* Acquisition includes $750 mln in cash, $250 mln net debt
* Mining arm renamed Dominion Diamond Corporation
* Swatch CEO says sales could top 9 bln Swiss francs in 2013
* Harry Winston made famous by Marilyn Monroe
By Silke Koltrowitz
ZURICH, Jan 14 Jeweller Harry Winston is
selling its high-end watches-to-necklaces division to Swatch
, in a $750 million cash deal that expands the Swiss
watchmaker's luxury offering and lets the Canadian group
concentrate on its diamond mines.
Monday's deal reverses a 2004 acquisition which turned the
mining group that discovered Canada's Diavik deposit - now
controlled by Rio Tinto - into a miner and jeweller.
The original mining arm is renamed Dominion Diamond
Corporation after the sale of Harry Winston, which started as a
small jeweller in New York in 1924 and rapidly became a
favourite with movie stars.
For Swatch, the deal is evidence of the benefits of strong
Asian demand for watches, handbags and other high-end items that
has given companies the firepower to expand their portfolio.

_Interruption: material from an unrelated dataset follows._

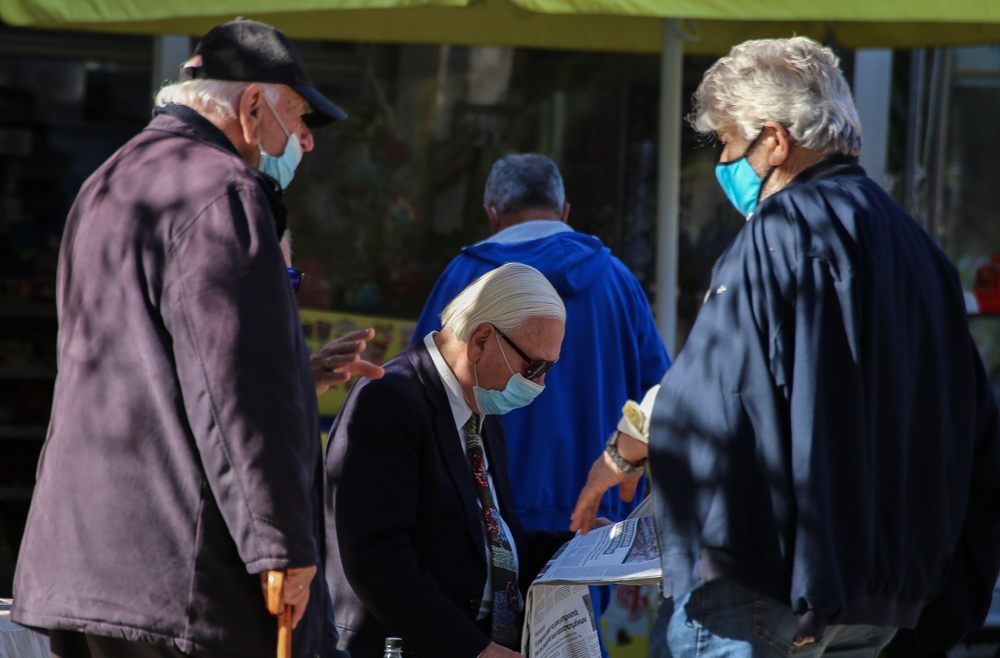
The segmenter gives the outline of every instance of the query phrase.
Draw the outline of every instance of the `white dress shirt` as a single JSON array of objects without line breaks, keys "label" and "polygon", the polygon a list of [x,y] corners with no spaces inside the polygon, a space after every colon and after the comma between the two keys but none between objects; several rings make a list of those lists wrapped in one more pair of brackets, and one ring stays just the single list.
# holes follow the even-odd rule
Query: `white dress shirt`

Harry Winston - which Marilyn Monroe mentioned in her song
"Diamonds are a girl's best friend" - has the potential to
generate more than 1 billion Swiss francs ($1.10 billion) in
sales and 250 million net profit in about 4-5 years, Swatch's
chief executive Nick Hayek said.
A 20-25 percent net profit margin was in line with group
profitability, Hayek told Reuters in an interview. "If watches
continue to grow as dynamically as in 2012, 9 billion franc
sales are within reach in 2013. Now in view of this acquisition,
it can of course be even more," he said.
Swatch Group is already the world's biggest watchmaker by
sales, with 8.1 billion francs sales in 2012 thanks to brands
such as Omega. Buying Harry Winston allows it to enter high-end
jewellery, a market dominated by Richemont with its
flagship brand Cartier.
The mining arm and the jeweller will continue to work
together through a diamond sourcing deal under Monday's
purchase, which includes Swatch taking on $250 million of debt.

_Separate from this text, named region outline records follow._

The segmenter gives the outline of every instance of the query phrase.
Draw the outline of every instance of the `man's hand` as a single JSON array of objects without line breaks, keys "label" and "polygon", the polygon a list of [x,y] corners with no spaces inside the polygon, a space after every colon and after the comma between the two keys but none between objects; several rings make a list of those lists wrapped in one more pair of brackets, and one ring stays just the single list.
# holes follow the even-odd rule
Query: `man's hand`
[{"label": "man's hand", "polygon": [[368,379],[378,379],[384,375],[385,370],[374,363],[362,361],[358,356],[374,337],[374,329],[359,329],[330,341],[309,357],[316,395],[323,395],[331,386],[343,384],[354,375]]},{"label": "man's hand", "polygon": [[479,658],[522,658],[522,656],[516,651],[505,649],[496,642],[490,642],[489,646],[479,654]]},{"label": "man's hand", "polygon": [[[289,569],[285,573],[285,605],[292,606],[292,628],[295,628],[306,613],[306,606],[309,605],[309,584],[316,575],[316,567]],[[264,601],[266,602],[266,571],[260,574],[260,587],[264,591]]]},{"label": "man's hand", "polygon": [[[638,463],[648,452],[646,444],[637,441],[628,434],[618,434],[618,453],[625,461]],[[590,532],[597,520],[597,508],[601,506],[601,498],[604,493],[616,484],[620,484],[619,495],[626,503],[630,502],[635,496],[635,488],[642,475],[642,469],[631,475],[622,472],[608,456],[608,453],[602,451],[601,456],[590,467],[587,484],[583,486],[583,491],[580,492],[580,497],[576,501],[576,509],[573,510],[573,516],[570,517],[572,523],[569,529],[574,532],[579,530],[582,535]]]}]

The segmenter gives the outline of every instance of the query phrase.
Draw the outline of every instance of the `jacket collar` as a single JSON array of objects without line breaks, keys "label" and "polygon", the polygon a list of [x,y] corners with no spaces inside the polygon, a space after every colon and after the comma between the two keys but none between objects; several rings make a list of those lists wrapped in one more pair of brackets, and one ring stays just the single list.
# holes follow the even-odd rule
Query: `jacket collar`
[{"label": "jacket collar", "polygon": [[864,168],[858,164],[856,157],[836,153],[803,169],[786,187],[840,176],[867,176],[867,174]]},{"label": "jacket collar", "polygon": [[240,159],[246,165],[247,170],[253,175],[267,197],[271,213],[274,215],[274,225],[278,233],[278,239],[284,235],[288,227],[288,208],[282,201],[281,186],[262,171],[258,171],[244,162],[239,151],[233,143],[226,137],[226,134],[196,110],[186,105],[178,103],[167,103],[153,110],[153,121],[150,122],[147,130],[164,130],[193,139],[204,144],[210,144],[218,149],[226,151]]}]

The two companies will also consider opportunities for a joint
diamond polishing venture.
"From a strategic perspective it is positive - Swatch Group
has long said it wanted to expand in jewellery," Kepler Capital
Markets analyst Jon Cox said. "At first glance it does not look
cheap, but that is probably more a reflection of the
profitability of Harry Winston at this stage, which is in
ramp-up stage in terms of expansion."
Reuters reported in October last year that Harry Winston was
considering splitting off and selling its watch and jewellery
business. At the time, analysts put the value at around $770
million, but said they expected a premium, comparing the deal
with the acquisition of jeweller Bulgari by the world's biggest
luxury goods group LVMH for $5.2 billion in 2011.
"We estimate an enterprise value to EBITDA (earnings before
interest, tax, depreciation and amortisation) of 23x, which
looks expensive but already LVMH paid 21x for Bulgari," Vontobel
analyst Rene Weber said.
"For Swatch Group we consider this as a positive move as it
fills the gap in the high-end jewellery watch brand after the
disaster with Tiffany. And it is also a positive move as Swatch
Group can use its cash of 2 billion francs," he said.
Swatch Group ended a partnership with jeweller Tiffany in
Shares in Swatch Group were up 4 percent at 0957 GMT,
outperforming a 1.5 percent rise in the sector index.
RED CARPET EVENTS
"The Harry Winston brand now has a new home that can provide
the skills and support that it deserves to realize its true
potential," said Robert A. Gannicott, chairman of the board and
chief executive of Harry Winston Diamond Corp.
For the mining arm, this will focusing on becoming one of a
handful of pure-play diamond companies at a time when the gems
are increasingly scarce and prices are expected to rise.
Harry Winston bought BHP Billiton's EKATI
diamond mine in November for $500 million, betting on rising
prices. Its partner in Diavik, mining giant Rio, is also
reviewing its involvement in diamonds and could sell operations
which include Diavik and the Argyle mine in Australia, famous
for its pink diamonds.
Harry Winston was made famous by Marilyn Monroe's reference
in the film "Gentlemen Prefer Blondes". Every year the firm
lends out hundreds of millions of dollars' worth of jewels to be
worn by movie stars at events like the Oscars.
Mergers and acquisitions in the watchmaking industry have
also been boosted by Swatch Group's decision to cut back on
watch component and movement deliveries, forcing peers to
improve their access to watchmaking know-how.
Swatch Group itself has bought more than a dozen component
makers over the last 10 years, its most recent buys being watch
case maker Simon & Membrez and a 60 percent stake in case
polisher Termiboites last year.
The last watchmakers it took over were high-end brands
Glashuette Original and Jaquet Droz in 2000.